俺の5チャンネル

連載

カミナリが茨城時代の爆笑エピソードと“心の闇”を吐露!?

サッカーが見たくてアンテナをチャリで買いにいきました(まなぶ)


 茨城弁によるぼくとつとした口調と、対照的な激しい“つっこみ”による漫才でおなじみのカミナリ。’16年、’17年の「M-1グランプリ」では2年連続で決勝に進出し、強烈な印象を残して大きな注目を集め、現在はさまざまな番組にひっぱりだこだ。そんな2人に、気になる5チャンネルを選んでもらった。

──“普段はどんなテレビ番組をご覧になっていますか”?というお話からお聞きしたいのですが、今は忙しくて、テレビをご覧になる時間もあまりないのでは?

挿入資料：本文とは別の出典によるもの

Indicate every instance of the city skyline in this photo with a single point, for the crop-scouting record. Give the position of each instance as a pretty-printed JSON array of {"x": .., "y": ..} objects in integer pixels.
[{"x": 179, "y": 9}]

竹内まなぶ 「おかげさまで、以前より少し減ったかな」

石田たくみ 「確かに減ったよね。ただ、僕は自分たちが出ている番組は必ずチェックしています。情報番組などで、『カミナリがイベントに登場しました』みたいな感じで取り上げていただいたものも含めすべて。たとえ30秒しか映っていなくても見ます(笑)。どういう感じで取り上げられたのか、気になるじゃないですか」

まなぶ 「僕は自分が出演した番組はまったく見ないです。というか、見られないです。例えば、収録でどれだけウケたとしても、それがオンエアで使われていないと、すごく落ち込んでしまうんです。そうすると、その日の仕事にも影響が出てしまう…」

たくみ 「今日どれだけ頑張っても、どうせまたカットされるんだろうなって思っちゃうの?」

まなぶ 「そうじゃなくて、カットされた事実を目の当たりにすると、どうしていいかわからなくなるんだよ。自分の精神状態を安定した状態に保つには、見ない方がいい(笑)。だから、最近はたくさんテレビに出させてもらっているので、どんどん見られる番組が減ってきています。好きだったバラエティー番組を見ていると、自分が出てきてしまうので(笑)」

たくみ 「そんなにたくさんは出てないよ!」

──ところで、現在はスカパー!には加入していないんですよね。

たくみ 「そうなんです」

まなぶ 「茨城の僕の実家では入っていて、帰ったときは見ています。ウチでは、母が韓流ドラマを楽しんでいますね。僕はスカパー!に加入した日のことを今でも覚えているんです。忘れもしない’01年の3月です。中学1年に上がる春休みだったんですけど、サッカーの国際親善試合『日本×フランス』戦がどうしても見たくて。試合の2日前に、隣町の大型電気店に行って、スカパー!のアンテナを買いました。それをかついでチャリ(自転車)に乗って帰ったんです(笑)」

たくみ 「当時、僕らのまわりでスカパー!に加入していたのは、まなぶの家だけだったので、僕もよく見に行きました。スカパー!は、なんというか、ちょっと大人な番組も放送しているじゃないですか(照笑)」

まなぶ 「PPVを購入してしまうと親に怒られるので、ガイド映像のダイジェストを親に隠れてみんなで見ていました(笑)」

たくみ 「中学生だから、もうそれだけでみんな大満足でしたね(笑)」

──スカパー!ではたくさんの映画が放送されていますが、たくみさんは映画がお好きだそうですね?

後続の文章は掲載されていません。